Le cadre institutionnel…un cadre mouvant et complexe

Les MECS sont confrontées à des logiques de fonctionnement en continu, à des évolutions des contextes légaux, à la raréfaction des moyens et à une nécessité d’innovations souhaitées par les cadres légaux qui inscrivent les établissements dans une forme d’injonction paradoxale : « faites mieux, avec moins ». La MECS « Accueil Commingeois » se situe dans le Département de la Haute Garonne (31), elle n’a pas été exempt de ses mutations : en 2013, une série de passage à l’acte ont marqué l’actualité de l’institution : fugues récurrentes de jeunes avec actes délictueux, agressions verbales orientées vers le personnel éducatif, actes de vandalisme (espace de vie, bureau des éducateurs).

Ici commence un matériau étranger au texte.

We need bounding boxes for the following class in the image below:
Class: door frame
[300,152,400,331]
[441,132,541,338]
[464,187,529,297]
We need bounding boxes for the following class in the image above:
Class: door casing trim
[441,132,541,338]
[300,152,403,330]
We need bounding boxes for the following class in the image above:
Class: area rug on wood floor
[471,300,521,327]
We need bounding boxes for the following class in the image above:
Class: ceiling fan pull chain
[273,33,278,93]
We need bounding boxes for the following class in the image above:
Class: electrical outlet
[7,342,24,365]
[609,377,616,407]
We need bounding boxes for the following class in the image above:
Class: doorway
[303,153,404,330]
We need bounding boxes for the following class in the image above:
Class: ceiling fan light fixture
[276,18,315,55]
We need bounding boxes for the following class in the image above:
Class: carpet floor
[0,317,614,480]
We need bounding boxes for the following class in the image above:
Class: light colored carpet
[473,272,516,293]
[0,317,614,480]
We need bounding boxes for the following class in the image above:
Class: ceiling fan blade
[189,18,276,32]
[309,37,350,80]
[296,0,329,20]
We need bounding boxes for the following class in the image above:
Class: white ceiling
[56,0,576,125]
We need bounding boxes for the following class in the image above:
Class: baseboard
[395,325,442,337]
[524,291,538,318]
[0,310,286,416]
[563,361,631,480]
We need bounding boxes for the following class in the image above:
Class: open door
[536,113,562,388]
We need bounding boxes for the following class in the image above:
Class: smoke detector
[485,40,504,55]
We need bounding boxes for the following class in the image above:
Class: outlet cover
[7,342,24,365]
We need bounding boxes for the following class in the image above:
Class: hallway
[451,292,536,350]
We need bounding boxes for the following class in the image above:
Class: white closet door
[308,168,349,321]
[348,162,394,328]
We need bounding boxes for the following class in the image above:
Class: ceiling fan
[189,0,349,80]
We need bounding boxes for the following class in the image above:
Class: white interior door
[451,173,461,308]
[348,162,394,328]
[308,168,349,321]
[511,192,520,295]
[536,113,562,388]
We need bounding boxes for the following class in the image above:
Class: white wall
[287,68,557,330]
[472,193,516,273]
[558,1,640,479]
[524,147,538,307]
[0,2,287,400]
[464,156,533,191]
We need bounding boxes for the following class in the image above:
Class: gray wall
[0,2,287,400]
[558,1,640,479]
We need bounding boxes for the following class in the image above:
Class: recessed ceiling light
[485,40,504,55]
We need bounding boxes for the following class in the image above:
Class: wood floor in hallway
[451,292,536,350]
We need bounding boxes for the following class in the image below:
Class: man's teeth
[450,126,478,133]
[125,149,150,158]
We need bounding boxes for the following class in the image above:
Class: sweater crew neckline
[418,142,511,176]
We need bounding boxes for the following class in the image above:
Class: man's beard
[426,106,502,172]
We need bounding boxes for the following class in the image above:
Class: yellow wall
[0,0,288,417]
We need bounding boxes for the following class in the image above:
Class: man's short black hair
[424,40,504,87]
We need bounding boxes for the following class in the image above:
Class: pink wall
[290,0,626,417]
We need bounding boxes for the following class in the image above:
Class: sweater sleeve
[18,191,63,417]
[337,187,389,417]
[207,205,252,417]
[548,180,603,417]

En réponse, l’institution décide de renforcer le cadre : sanctions, exclusions provisoires de certains jeunes (mise en place de séjours de rupture).

Ce type de réponse même s’il parait adapté et vient signifier l’inscription des passages à l’acte dans un principe de responsabilité « tu dois assumer la responsabilité de tes actes » néanmoins si ce cadrage n’est pas « adossé » à une réflexion sur le « pourquoi », cela se traduit souvent par une « escalade symétrique » (Bateston, 1984) : chacun des protagonistes du conflit cherchant à sortir de cette symétrie pour prendre « l’avantage » dans la situation.

Cette escalade a créé un état de tension du collectif (Danancier, 2000), l’interpellation de la direction comme régulateur, est venu renforcer cet état (la direction ne pouvant discréditer les actions posées par les professionnels) et d’une certaine manière, elle renforcera cette « escalade symétrique », on peut parler alors « d’attisements » des tensions (Danancier, 2000).
Cet état de « tension du collectif » s’est observé également au sein de l’équipe de professionnels : apparition de discours négatifs, sentiments de dévalorisation : « nous ne sommes pas capables… » ; volonté de trouver « des responsables » à cet état fait insupportable : désignation de boucs émissaires, dans notre cas cela s’est traduit par l’exclusion définitive de deux jeunes désignés comme instigateurs des passages à l’acte : « c'est depuis leurs arrivées, que les choses se sont dégradées ». Mais également par la désignation d’un professionnel « responsable », dans les faits ce travailleur social paraissait plus en difficulté pour poser un cadre autoritaire, ce qui ne l’empêchait pas d’avoir une certaine réussite avec les jeunes notamment au travers d’une activité sportive, cependant dans la situation de crise, l’équipe a considéré que ses actions étaient « dissonantes » avec la nécessité de « tenir un cadre contraignant », alors qu’il aurait pu présenter une issue aux tensions en proposant un espace d’apaisement ; au contraire on a vu apparaitre un « développement des stratégies de pouvoir » (Danancier, 2000) et une difficulté à reconnaitre à l’autre la possibilité de faire autrement. Les attaques du cadre ont produit une augmentation du sentiment d’insécurité chez les professionnels (Danancier, 2000) qui s’est traduit par des demandes adressées à la direction de soutien et de protection mais aussi d’exclusion des fauteurs de trouble. La tentative de maîtrise de la situation s’est traduite par une rigidification de l’organisation : « tenir » une règle unique censée permettre à tous les professionnels de faire front. L’échec de ces tentatives a entraîné au sein de la MECS des replis individuels (chacun pour soi) ainsi qu’une perte de repères éducatifs, de solidarité et également par un effet d’augmentation de la perte de coopération et de coordination ainsi que l’incohérence des réponses.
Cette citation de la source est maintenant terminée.